Oui, au moins pour scripter : Python, PowerShell et Bash servent à trier des volumes énormes de journaux, à automatiser des collectes et à décoder des artefacts. Il faut aussi savoir lire du code malveillant à un niveau élémentaire. Le développement applicatif n'est pas nécessaire.

Les profils qui réussissent

Les analystes SOC qui ont deux ou trois ans de tri d'alertes et veulent passer à l'investigation. Les administrateurs systèmes et réseau : ils savent à quoi ressemble un système sain, donc repèrent l'anomalie. Les anciens enquêteurs, gendarmes, policiers ou experts judiciaires : logique de preuve, chaîne de conservation, rédaction de procès-verbal, sang-froid. Les profils issus des urgences ou de la gestion de crise (santé, industrie, sécurité civile) pour la tenue sous pression. Traits utiles : calme, méthode, ténacité, honnêteté sur ce qu'on ne sait pas encore, capacité à documenter en temps réel. Pas d'accès direct pour un grand débutant : le poste vient après un socle technique.

Compétences transférables

  • Administration système Windows et Linux, réseau : connaissance du fonctionnement normal
  • Logique d'enquête : hypothèses, preuves, chronologie, chaîne de conservation (police, gendarmerie, justice, journalisme d'investigation)
  • Gestion de crise et tenue sous pression (urgences, industrie, forces de sécurité)
  • Rédaction factuelle et précise sous contrainte de temps
  • Travail en équipe avec astreintes
  • Analyse de données volumineuses (data, finance, contrôle)

Compétences à acquérir

  • Investigation numérique : artefacts Windows et Linux, mémoire, journaux, reconstitution de chronologie
  • Analyse réseau : capture, détection de canaux de commande et contrôle, exfiltration
  • Outils : EDR, SIEM, outils d'investigation open source et commerciaux
  • Tactiques des attaquants : cadre MITRE ATT&CK, rançongiciels, compromission Active Directory
  • Bases d'analyse de logiciels malveillants et de scripts malveillants
  • Procédures de réponse à incident et coordination avec la direction, les juristes, les assureurs et l'ANSSI le cas échéant

Voies d’accès et certifications

  • Voie la plus courante : analyste SOC niveau 1 puis niveau 2, puis bascule vers une équipe CERT ou CSIRT
  • Depuis l'administration système ou réseau : formation en investigation numérique, puis poste dans une équipe de réponse à incident
  • Depuis les forces de sécurité ou la justice : passerelle vers les équipes d'investigation des cabinets ou des CERT
  • Formation initiale : master ou mastère spécialisé cybersécurité avec option investigation, alternance dans un CERT ou un SOC
  • Pour un grand débutant : compter deux à trois ans de socle technique (SOC ou administration) avant de viser le poste

Certifications utiles

GCIH et GCFA (GIAC / SANS) : références du domaine, coûteuses · CompTIA CySA+ (analyse défensive) · Blue Team Level 1 (BTL1), orientée pratique · eCIR (INE), orientée réponse à incident · OSCP, utile pour comprendre l'attaquant sans être nécessaire · Exercer chez un prestataire qualifié PRIS par l'ANSSI (réponse aux incidents) : qualification de l'entreprise, pas de l'individu

Salaire indicatif

Moyenne 57 000 € brut annuel pour l'intitulé analyste CSIRT (Glassdoor, janvier 2026, données déclaratives). Fourchettes par expérience relevées dans des fiches d'écoles (Jedha, Guardia), année non visible dans l'extrait : 40 000 à 48 000 € en junior, 50 000 à 65 000 € en confirmé, 65 000 à 80 000 € en senior.
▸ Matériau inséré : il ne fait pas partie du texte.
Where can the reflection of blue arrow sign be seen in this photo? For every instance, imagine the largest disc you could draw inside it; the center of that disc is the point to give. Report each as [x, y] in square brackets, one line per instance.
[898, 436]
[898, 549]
Source Glassdoor, analyste CSIRT, janvier 2026 (données déclaratives) · lien

Repère indicatif, jamais une promesse. Les fourchettes varient selon la région, l’expérience et la source ; nous n’affichons que des chiffres dont la source est visible.

L’idée reçue

« C'est le métier le plus excitant de la cyber, on est toujours en crise. » Une part importante du temps se passe hors incident : à préparer des procédures, à automatiser des collectes, à rédiger des rapports, à faire de la veille. Et quand la crise arrive, elle ressemble moins à un film qu'à une enquête longue, documentée et fatigante.